Sobre boicotes culturais retrospectivos

Nesta capa está escrito, em russo, "E Se Eu Gostasse Muito de Morrer", Rui Cardoso Martins.

É uma frase de Raskólnikov, personagem de Dostoiévski em "Crime e Castigo". Tive a honra de o apresentar a 11 de Dezembro de 2021 (menos de três meses, parece outro século, outro mundo) na bela Biblioteca Maiakosvki, de São Petersburgo, em cima do gelado rio Fontanka. Devo-o a muitas pessoas, tradutores, editores, professores, diplomatas, estudantes — até um segurança de museu apaixonado por português lá estava de novo... — que agora lutam, desesperadas, silenciadas, talvez presas, pela liberdade contra a tirania de Putin e esta guerra iníqua. Conheci muitos em Moscovo, São Petersburgo, Novosibirsk (Sibéria). Penso nestes democratas enquanto escrevo aqui.

Em nome da liberdade, da arte e da responsabilidade, obviamente irei continuar a ler, a ver, a ouvir, a assistir, a estudar, a recomendar e, espero, a crescer, com os grandes artistas russos e ucranianos. Muitos deles foram silenciados, deportados ou mesmo mortos pela sucessão de tiranias na Rússia, desde os czares do império, e durante aquilo a que, na reportagem "Salada Russa" (Granta 10, Revoluções, Out. 2017), escrita a propósito da literatura russa e da minha visita nos 100 anos da revolução, chamei "a mais negra matéria do comunismo soviético."

Continuarei a ler e a comprar Púchkin, Gógol (natural de Kiev, falava ucraniano e começou por escrever contos sobre a cultura e folclore do seu povo), Dostoiévski, Turgueniev, Lermontov, Tolstoi, Tchekov, Zazúbrin, Gorki, Mandelstam, Essenine, Blok, Cholokov, Platónov, Bulgakov, Kharms, Grossman, Nabokov, Chalamov, Soljenitsine, Erofeev, Dovlatov, Limonov, isto do apanhado de escritores* de quem consegui ler pelo menos qualquer coisa (obrigado aos tradutores). Uns são heróis para mim, outros critico, outros tomaram posições lamentáveis, mas fazem parte do que sou, do que qualquer escritor é, e da História.

*O número e qualidade de autores russos é de tal modo que um amigo me lembrou ainda Pasternak (poeta, não só romancista), o que de imediato me lembrou Tsvetaeva, sua amiga, de quem também tenho poemas na “Antologia da Poesia Russa”, de Manuel Seabra.

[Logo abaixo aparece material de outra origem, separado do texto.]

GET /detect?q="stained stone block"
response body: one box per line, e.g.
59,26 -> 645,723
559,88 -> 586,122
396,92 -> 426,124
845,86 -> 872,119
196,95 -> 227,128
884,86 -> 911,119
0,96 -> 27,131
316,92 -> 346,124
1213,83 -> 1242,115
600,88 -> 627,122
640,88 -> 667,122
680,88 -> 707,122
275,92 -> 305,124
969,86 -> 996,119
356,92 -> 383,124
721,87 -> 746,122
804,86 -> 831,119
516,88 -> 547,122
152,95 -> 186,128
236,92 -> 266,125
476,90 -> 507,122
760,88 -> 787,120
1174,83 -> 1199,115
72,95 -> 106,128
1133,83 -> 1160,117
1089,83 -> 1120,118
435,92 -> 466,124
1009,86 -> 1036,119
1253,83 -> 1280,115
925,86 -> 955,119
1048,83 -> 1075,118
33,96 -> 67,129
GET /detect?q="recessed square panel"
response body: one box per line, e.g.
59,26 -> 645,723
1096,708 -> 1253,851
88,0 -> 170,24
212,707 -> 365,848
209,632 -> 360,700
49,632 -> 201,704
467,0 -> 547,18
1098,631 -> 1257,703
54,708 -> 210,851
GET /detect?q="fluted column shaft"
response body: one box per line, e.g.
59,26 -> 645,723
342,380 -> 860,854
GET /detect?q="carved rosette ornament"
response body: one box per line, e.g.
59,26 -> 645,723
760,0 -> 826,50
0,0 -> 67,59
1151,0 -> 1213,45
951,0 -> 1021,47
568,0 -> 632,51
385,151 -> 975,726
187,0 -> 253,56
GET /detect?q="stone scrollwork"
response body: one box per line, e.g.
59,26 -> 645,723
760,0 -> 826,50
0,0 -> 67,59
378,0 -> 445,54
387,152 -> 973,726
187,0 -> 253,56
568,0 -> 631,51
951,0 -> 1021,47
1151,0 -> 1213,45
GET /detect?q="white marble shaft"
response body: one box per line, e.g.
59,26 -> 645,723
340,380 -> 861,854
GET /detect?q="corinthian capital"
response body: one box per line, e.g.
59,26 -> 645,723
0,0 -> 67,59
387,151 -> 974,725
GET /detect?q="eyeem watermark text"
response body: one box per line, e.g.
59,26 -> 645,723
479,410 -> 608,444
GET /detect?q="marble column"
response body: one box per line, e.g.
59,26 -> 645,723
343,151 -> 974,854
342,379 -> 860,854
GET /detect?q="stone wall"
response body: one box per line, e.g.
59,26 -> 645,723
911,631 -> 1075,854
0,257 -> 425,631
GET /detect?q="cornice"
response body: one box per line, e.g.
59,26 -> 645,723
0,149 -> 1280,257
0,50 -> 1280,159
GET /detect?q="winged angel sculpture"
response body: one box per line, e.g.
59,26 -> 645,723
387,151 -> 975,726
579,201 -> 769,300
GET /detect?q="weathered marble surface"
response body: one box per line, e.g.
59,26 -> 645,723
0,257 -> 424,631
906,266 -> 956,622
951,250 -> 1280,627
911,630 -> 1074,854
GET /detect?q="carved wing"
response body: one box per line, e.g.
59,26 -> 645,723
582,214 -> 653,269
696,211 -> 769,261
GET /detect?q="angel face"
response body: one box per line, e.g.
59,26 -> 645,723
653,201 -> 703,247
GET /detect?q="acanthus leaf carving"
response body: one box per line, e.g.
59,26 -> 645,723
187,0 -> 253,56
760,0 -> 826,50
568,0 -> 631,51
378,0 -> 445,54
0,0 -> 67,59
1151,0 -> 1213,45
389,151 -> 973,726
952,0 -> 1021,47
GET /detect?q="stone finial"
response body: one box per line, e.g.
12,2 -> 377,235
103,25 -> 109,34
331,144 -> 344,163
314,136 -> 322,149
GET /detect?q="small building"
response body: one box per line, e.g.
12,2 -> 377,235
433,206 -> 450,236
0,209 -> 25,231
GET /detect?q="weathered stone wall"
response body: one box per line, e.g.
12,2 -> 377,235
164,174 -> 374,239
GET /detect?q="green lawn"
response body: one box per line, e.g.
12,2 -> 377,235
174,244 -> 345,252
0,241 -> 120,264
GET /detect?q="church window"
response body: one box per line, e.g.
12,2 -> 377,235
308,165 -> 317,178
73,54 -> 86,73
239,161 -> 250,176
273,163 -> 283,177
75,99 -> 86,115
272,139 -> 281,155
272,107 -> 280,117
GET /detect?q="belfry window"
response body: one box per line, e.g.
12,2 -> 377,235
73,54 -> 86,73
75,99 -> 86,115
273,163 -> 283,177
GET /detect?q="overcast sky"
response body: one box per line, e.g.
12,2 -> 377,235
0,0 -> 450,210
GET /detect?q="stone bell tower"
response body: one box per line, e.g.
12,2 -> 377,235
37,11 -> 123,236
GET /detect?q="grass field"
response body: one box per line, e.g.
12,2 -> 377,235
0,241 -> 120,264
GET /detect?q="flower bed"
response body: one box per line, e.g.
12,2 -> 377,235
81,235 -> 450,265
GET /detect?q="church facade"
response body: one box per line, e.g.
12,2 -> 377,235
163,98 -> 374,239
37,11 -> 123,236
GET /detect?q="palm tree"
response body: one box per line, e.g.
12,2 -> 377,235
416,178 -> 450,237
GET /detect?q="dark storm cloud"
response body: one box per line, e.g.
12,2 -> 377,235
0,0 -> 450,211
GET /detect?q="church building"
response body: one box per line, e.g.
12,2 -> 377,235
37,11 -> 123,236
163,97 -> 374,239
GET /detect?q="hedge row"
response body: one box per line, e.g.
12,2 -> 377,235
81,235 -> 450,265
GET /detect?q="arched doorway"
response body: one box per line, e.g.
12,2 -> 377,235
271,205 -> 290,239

No entanto, e obviamente também, irei combater com palavras e, por assim dizer, levantar uma Cerca de Higiene Pessoal a todos os artistas vivos (russos e não russos) que, neste momento de barbárie de Putin, e enquanto o genocida não cair (e depois) expressarem apoio, compreensão ou "neutralidade" perante um regime imperialista que, sem qualquer razão válida, iniciou este sangrento genocídio que ameaça arrasar a Ucrânia (vai falhar, porque a cultura de um povo renasce na injustiça), a Rússia, a Europa e o mais. Por exemplo, espero as palavras do ainda vivo (59 anos) Viktor Pelevine, de quem tenho duas obras mas que escreveu um romance — "Batman Apollo", 2013 — em que as personagens ridículas são a oposição a Putin e as corajosas Pussy Riot, não o homenzinho com botões vermelhos e botox na cara.

Tchaikóvski não tem culpa, Valeri Gergiev tem.

O realizador Tarkóvski tem culpa de quê, que até foi exilado e afastado da família?

Ainda ontem tive oportunidade de ver um filme poderoso, terrível, de Alexei Balabanov (1959-2013) Chama-se "Cargo 200", o código que o "Homo Sovieticus" usava para os caixões dos soldados do Afeganistão (não ponho a ligação youtube disponível porque é mesmo violento).

Aí vêm mais toneladas de corpos de jovens russos e vai ser precisa a coragem dos artistas russos democratas, e a nossa ajuda à sua coragem, para mostrar ao Mundo e derrubar o monstro.